Kiev cherche à étendre l’usage de Starlink à des opérations offensives menées jusqu’à 200 km à l’intérieur du territoire russe, une perspective qui alimente les craintes d’escalade. Volodymyr Zelensky a demandé à Donald Trump d’intervenir auprès d’Elon Musk mais n'a pas obtenu le soutien du président américain.

Donald Trump n’a pas soutenu la demande de Kiev visant à utiliser Starlink pour mener des frappes de drones à l’intérieur du territoire russe, rapporte le Financial Times le 21 août 2026. Lors d’une rencontre à la Maison-Blanche en juillet, Volodymyr Zelensky avait demandé au président américain d’intervenir auprès d’Elon Musk afin d’obtenir son autorisation. Selon des personnes présentes dans le Bureau ovale citées par le quotidien britannique, Trump est resté évasif et n’a pas semblé favorable au projet. Ces mêmes sources jugent également peu probable que Musk donne son feu vert.

Le Financial Times ne fait toutefois pas état d’un refus formel du président américain, mais d’une absence de soutien à l’initiative ukrainienne. L’accord d’Elon Musk reste dans tous les cas indispensable, Starlink appartenant à SpaceX. Le milliardaire a jusqu’ici permis une large utilisation du réseau par les forces ukrainiennes pour leurs communications et leurs systèmes sans pilote, tout en refusant son emploi dans certaines opérations offensives contre la Russie. Musk a notamment invoqué le risque d’une escalade supplémentaire du conflit.

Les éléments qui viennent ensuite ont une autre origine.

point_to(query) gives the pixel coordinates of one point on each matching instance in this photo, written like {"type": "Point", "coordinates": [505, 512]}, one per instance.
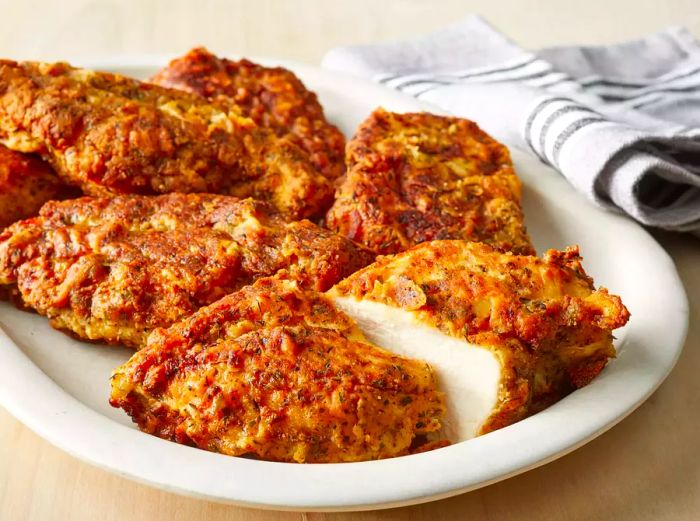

Le projet présenté par Kiev prévoit l’utilisation de drones d’attaque connectés à Starlink jusqu’à environ 200 kilomètres à l’intérieur de la Russie. Selon le Financial Times, les cibles envisagées comprennent des lanceurs de missiles balistiques, des systèmes de commandement et des infrastructures logistiques. Une telle utilisation permettrait aux opérateurs ukrainiens de conserver une liaison plus stable sur de longues distances et de mieux résister au brouillage radio classique.

Cette demande intervient alors que l’Ukraine manque d’intercepteurs Patriot. Selon le quotidien britannique, ils constitueraient le seul moyen actuellement utilisé par Kiev pour abattre de manière sure les missiles balistiques. Les autorités ukrainiennes cherchent donc à compléter cette défense par des frappes directes contre des complexes militaires situés sur le territoire russe, une évolution qui soulève depuis longtemps à Moscou des inquiétudes liées à l’élargissement du conflit.

Starlink au cœur des limites imposées aux frappes en Russie

Les restrictions appliquées à Starlink limitent déjà certaines opérations ukrainiennes au-delà de la frontière. Lorsque la connexion est bloquée ou indisponible sur le territoire russe, le contrôle des drones à longue distance devient difficile et les équipages doivent davantage s’appuyer sur des trajectoires programmées à l’avance.

Kiev dispose par ailleurs de moins de contacts directs avec Musk depuis le limogeage en juillet de Mykhaïlo Fedorov, qui entretenait un lien privilégié avec l’entrepreneur. Le Financial Times précise que l’ancien ministre ukrainien de la Défense continue à échanger avec Musk depuis son départ. Fedorov avait néanmoins reconnu que les discussions n’avaient pas permis d’obtenir l’autorisation recherchée par Kiev.

La question de Starlink ne concerne donc plus seulement les capacités techniques des drones ukrainiens. Elle porte aussi sur les limites qu’Elon Musk entend maintenir afin que son réseau ne soit pas utilisé pour certaines frappes menées directement en Russie. Moscou dénonce régulièrement l’extension des attaques ukrainiennes en profondeur et estime qu’elles accroissent les risques d’escalade. Les autorités russes ont également averti que de telles opérations pouvaient entraîner des réponses militaires plus importantes.